2. In Bezug auf das Klima der Erde hieße die Utopie nach diesem Verständnis: Dauerhaftes gutes Klima und gute Lebensbedingungen für alle Menschen und alle anderen Lebewesen. Auch dies wird es vermutlich wie den ewigen Frieden niemals geben. Aber dieses Ziel zur Richtschnur zu nehmen, bedeutete, durch ein konkretes Handeln jetzt, die realen Verhältnisse bereits zu verbessern und eine bessere Zukunft für die künftigen Generationen anzubahnen. Demgegenüber wirken die Prozentvorgaben beim aktuellen Klimaschutz – so merkwürdig es klingt – keineswegs wie eine pragmatische Utopie nach dem Muster Kants. Da steckt die Kleinmütigkeit bzw. Halbherzigkeit bereits im Ziel. Und dann, wie bereits mehrfach geschehen, werden diese kleinmütigen, halbherzigen Zielvorgaben auch noch reduziert, wenn sich abzeichnet, dass sie nicht erreicht werden können. Eine Politik nach diesem Muster ist nicht überzeugend, zumal dabei lediglich die Interessen der aktuell lebenden Menschen und der führenden Industrienationen berücksichtigt zu sein scheinen. Die Bedürfnisse der künftigen Generationen und der Menschen in Teilen der Erde, die in der aktuellen Weltpolitik momentan keine große Rolle spielen, werden dabei nicht oder zu wenig berücksichtigt. Auf den Weltwirtschaftsgipfeln sind die Südseeinseln, die durch den Anstieg der Weltmeere versinken, nicht vertreten. Und dort macht sich auch kaum jemand wirklich zum Sprecher der künftigen Generationen.

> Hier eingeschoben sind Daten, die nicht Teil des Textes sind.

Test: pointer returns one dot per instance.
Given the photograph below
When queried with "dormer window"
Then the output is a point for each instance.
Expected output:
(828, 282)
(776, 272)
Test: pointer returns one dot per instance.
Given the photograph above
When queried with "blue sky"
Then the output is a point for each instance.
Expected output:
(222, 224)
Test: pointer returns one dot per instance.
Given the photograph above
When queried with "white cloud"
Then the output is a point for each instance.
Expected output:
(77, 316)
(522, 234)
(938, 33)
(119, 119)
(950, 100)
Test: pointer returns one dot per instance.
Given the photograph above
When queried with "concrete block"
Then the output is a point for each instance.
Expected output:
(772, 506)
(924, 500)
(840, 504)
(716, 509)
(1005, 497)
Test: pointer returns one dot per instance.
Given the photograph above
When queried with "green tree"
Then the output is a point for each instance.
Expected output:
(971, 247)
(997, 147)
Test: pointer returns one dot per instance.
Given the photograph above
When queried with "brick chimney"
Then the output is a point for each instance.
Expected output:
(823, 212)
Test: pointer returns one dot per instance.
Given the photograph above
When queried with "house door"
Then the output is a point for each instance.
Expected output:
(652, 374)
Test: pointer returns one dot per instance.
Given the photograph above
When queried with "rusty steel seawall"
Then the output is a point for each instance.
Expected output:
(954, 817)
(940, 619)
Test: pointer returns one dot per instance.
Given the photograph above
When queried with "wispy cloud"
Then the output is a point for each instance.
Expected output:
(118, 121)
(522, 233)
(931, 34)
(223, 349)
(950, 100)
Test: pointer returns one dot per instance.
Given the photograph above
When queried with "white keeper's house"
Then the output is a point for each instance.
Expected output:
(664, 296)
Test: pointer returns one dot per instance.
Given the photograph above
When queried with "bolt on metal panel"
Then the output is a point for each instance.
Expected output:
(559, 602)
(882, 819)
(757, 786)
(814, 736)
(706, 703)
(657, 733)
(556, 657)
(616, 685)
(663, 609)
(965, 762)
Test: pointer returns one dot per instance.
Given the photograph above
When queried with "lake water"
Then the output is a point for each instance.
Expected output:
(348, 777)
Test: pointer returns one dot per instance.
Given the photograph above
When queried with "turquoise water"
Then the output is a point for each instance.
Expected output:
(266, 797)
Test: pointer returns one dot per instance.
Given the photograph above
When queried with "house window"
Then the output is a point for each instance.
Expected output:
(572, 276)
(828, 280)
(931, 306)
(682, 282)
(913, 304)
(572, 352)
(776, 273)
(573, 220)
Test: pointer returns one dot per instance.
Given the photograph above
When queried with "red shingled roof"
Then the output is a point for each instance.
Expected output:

3. Wenn Ihnen das unter 1 und 2 Gesagte plausibel erscheint, können Sie Ihre ganz persönlichen Konsequenzen ziehen. Einfach ist das nicht. Auf der einen Seite stehen Politik, Weltwirtschaftsordnung, Wissenschaft und Forschung, weltanschauliche Prinzipien, Glauben und Wissen, fundierte Analysen und seriöse Prognosen, dazu noch allerlei Verschwörungstheorien, diffuse Ängste und wilde Spekulationen. Auf der anderen Seite stehen Sie selbst mit einer eigenen Haltung und eigenem Verhalten. Schauen Sie sich Ihren Alltag an, überprüfen Sie, wofür Sie Energie und Ressourcen verbrauchen und wie viel davon Ihnen wirklich wichtig ist. Probieren Sie selbst alternative Verhaltensweisen und Gewohnheiten aus! Dazu gehört auch das Verhalten in der Freizeit und im Urlaub. Mit anderen Worten, Sie haben die Wahl: Sie können der 100-Prozent Utopie eines dauerhaften gesunden Klimas ganz pragmatisch Schritt für Schritt näher kommen, auch wenn Sie sicherlich nicht allein die Welt retten werden; Sie können wie die große Politik Ihre Ziele immer wieder reduzieren, weil Sie denken, diese seien nicht erreichbar; und Sie können solche Überlegungen von vornherein ablehnen, weil Sie den Eindruck haben, es sei ohnehin bereits zu spät.